I know now, of course, that Tom thinks I was talking about the scandal. I won’t know this until I look at my phone on the way back, by which point, it will be too late to matter.
The phone rings.
“Harry,” is all he says.
I can tell that I made it because his tone is as real as it can be. He struggles with being the bearer of bad news, the same way that he can’t wait out the arc of a sad film or story.
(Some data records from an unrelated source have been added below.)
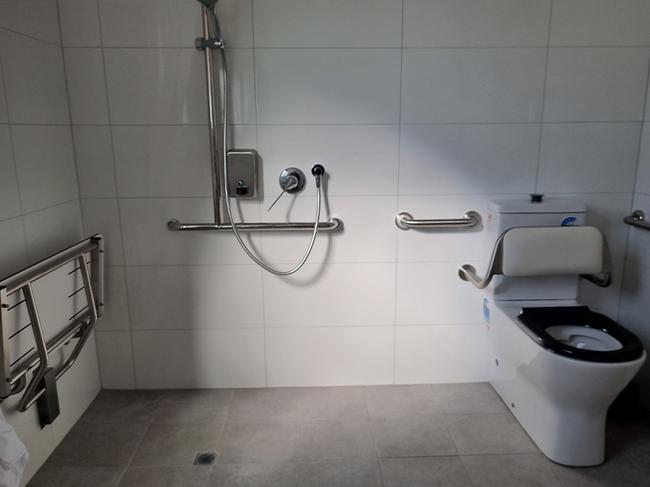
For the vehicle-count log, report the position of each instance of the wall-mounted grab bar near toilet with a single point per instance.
(405, 221)
(637, 219)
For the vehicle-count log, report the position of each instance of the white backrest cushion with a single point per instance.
(550, 251)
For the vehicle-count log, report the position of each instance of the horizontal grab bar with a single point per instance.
(405, 221)
(332, 225)
(637, 219)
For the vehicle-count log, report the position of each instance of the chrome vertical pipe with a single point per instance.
(214, 136)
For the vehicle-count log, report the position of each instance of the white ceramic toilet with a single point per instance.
(556, 364)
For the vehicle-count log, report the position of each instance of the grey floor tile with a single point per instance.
(412, 436)
(254, 475)
(165, 477)
(466, 399)
(258, 442)
(477, 434)
(424, 472)
(49, 476)
(189, 406)
(265, 405)
(98, 445)
(392, 401)
(523, 470)
(333, 403)
(122, 407)
(177, 444)
(332, 440)
(617, 471)
(356, 473)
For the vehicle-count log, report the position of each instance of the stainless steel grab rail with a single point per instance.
(405, 221)
(332, 225)
(637, 219)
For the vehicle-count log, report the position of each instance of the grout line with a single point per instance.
(260, 183)
(541, 115)
(117, 195)
(31, 37)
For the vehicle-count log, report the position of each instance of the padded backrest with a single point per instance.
(548, 251)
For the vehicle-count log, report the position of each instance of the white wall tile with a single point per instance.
(52, 230)
(643, 174)
(447, 159)
(367, 236)
(600, 23)
(34, 82)
(12, 242)
(336, 295)
(94, 154)
(472, 85)
(604, 212)
(314, 23)
(603, 300)
(328, 85)
(79, 23)
(45, 165)
(467, 23)
(162, 161)
(156, 86)
(9, 197)
(236, 18)
(441, 245)
(148, 241)
(115, 355)
(441, 353)
(358, 159)
(86, 85)
(178, 298)
(149, 23)
(596, 84)
(330, 356)
(591, 157)
(103, 216)
(638, 251)
(199, 358)
(37, 19)
(116, 309)
(432, 293)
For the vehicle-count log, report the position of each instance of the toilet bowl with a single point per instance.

Later, in my first week of training, I mention to Draco how my original interviewer leaves before her time is up. And he says immediately,
“Then she was busy stabbing Caesar, wasn’t she?”
Caesar, then, is Dumbledore: the managing partner, thrown out of his role for a scandal that starts before his stint. Perhaps Tom hires me as an apology for sending my interviewer away to leak the story to the media. It seems like a pretty poor trade at the time. One Dumbledore out, one Harry in. When I go upstairs again to sign my contract, the pen feels eerily warm. The theory is compelling. I don’t ask Tom about it, so I don’t find out in the future either. For now, he lets the furore die. He goes to his Portuguese beach, as is his quiet way. He returns when Dumbledore’s office has been emptied, like shaking tissues out of a pair of jeans before washing them.